The FDA responded that the products aren't considered smokeless tobacco at all and don't come under the 2009 tobacco law, according to a Star Scientific announcement on Wednesday.

"We were very surprised. We obviously believed that these were smokeless tobacco products under the act," said Sara Troy Machir, Star Scientific's vice president for communications and investor relations.

Why FDA judged Ariva-BDL and Stonewall-BDL exempt from the tobacco law is a mystery.

Both the FDA and Star Scientific declined to release copies of the agency's decision because they said it contained confidential commercial information.

Machir said the FDA cited "details of the manufacturing process" -- which are secret – in exempting the products from oversight.
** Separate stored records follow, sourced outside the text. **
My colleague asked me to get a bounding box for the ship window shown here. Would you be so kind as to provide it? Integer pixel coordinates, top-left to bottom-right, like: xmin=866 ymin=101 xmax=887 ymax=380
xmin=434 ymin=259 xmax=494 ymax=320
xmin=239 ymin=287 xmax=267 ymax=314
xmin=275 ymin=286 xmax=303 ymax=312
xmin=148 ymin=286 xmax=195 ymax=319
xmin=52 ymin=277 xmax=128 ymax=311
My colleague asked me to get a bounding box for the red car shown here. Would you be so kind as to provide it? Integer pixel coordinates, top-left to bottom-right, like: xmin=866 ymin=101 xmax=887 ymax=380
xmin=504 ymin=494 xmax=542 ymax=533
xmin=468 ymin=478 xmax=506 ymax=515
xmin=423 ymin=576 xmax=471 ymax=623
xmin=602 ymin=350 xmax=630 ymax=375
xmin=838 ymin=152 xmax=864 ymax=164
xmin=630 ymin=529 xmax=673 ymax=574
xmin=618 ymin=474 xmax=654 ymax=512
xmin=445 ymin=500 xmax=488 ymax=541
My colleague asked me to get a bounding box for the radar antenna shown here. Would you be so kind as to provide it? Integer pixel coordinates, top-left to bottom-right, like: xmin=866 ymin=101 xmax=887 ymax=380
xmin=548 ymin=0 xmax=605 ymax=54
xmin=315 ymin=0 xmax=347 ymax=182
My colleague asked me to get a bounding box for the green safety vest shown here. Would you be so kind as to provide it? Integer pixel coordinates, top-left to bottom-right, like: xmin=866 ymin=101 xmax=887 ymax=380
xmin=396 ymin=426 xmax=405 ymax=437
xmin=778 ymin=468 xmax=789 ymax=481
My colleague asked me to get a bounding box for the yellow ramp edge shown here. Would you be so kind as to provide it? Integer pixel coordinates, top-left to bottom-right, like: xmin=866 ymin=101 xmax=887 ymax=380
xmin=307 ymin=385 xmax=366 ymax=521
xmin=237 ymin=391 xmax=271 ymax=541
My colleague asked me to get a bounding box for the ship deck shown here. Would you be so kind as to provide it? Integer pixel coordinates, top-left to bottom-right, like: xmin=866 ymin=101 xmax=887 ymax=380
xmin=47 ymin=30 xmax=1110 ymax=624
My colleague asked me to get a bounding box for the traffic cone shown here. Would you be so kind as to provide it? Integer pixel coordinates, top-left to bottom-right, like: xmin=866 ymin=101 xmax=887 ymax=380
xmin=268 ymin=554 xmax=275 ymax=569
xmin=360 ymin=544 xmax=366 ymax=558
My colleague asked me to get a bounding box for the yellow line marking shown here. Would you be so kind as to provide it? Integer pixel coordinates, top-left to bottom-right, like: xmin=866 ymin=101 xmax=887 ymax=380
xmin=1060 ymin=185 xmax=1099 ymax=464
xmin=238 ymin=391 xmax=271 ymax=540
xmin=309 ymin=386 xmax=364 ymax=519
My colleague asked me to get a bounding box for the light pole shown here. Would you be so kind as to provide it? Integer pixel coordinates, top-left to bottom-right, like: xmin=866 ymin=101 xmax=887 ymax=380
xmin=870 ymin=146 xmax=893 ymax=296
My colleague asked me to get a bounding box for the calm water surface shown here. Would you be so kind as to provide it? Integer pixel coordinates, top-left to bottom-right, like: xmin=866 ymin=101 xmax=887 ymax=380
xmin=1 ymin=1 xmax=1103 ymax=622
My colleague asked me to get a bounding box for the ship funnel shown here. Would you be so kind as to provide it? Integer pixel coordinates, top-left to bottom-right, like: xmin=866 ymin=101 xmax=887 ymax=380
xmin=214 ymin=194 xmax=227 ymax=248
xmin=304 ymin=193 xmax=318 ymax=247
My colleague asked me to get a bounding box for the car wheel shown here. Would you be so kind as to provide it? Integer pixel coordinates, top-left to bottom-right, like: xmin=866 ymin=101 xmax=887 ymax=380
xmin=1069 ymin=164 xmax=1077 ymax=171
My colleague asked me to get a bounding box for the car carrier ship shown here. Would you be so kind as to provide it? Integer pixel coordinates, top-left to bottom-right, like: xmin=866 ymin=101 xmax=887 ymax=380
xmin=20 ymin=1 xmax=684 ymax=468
In a statement, the FDA said it recognizes that "there are uncertainties regarding the regulatory status of a variety of nicotine-containing products" including whether they should be regulated as drugs or tobacco.

The agency said it's "considering its legal and regulatory options regarding these products."

Star Scientific's announcement caused consternation among anti-tobacco activists who said it opens a loophole other smokeless tobacco makers will attempt to exploit.

The decision is puzzling and disappointing because the tobacco law "does not distinguish among smokeless tobacco products based on manufacturing process," said Matt Myers of the Campaign for Tobacco-Free Kids.

"The FDA's handling of this creates unnecessary uncertainty and the potential for widespread abuse," Myers said.

Lynn Kozlowski, dean of the School of Public Health at the University of Buffalo, said the decision highlights the difficulties in precisely defining everything a new law is supposed to cover.

"On one hand, you have common sense and on the other hand definitions and sometimes they don't mesh," Kozlowski said. "I can only speculate that there's something about [Star Scientific's] process that isn't covered by the definition FDA is using."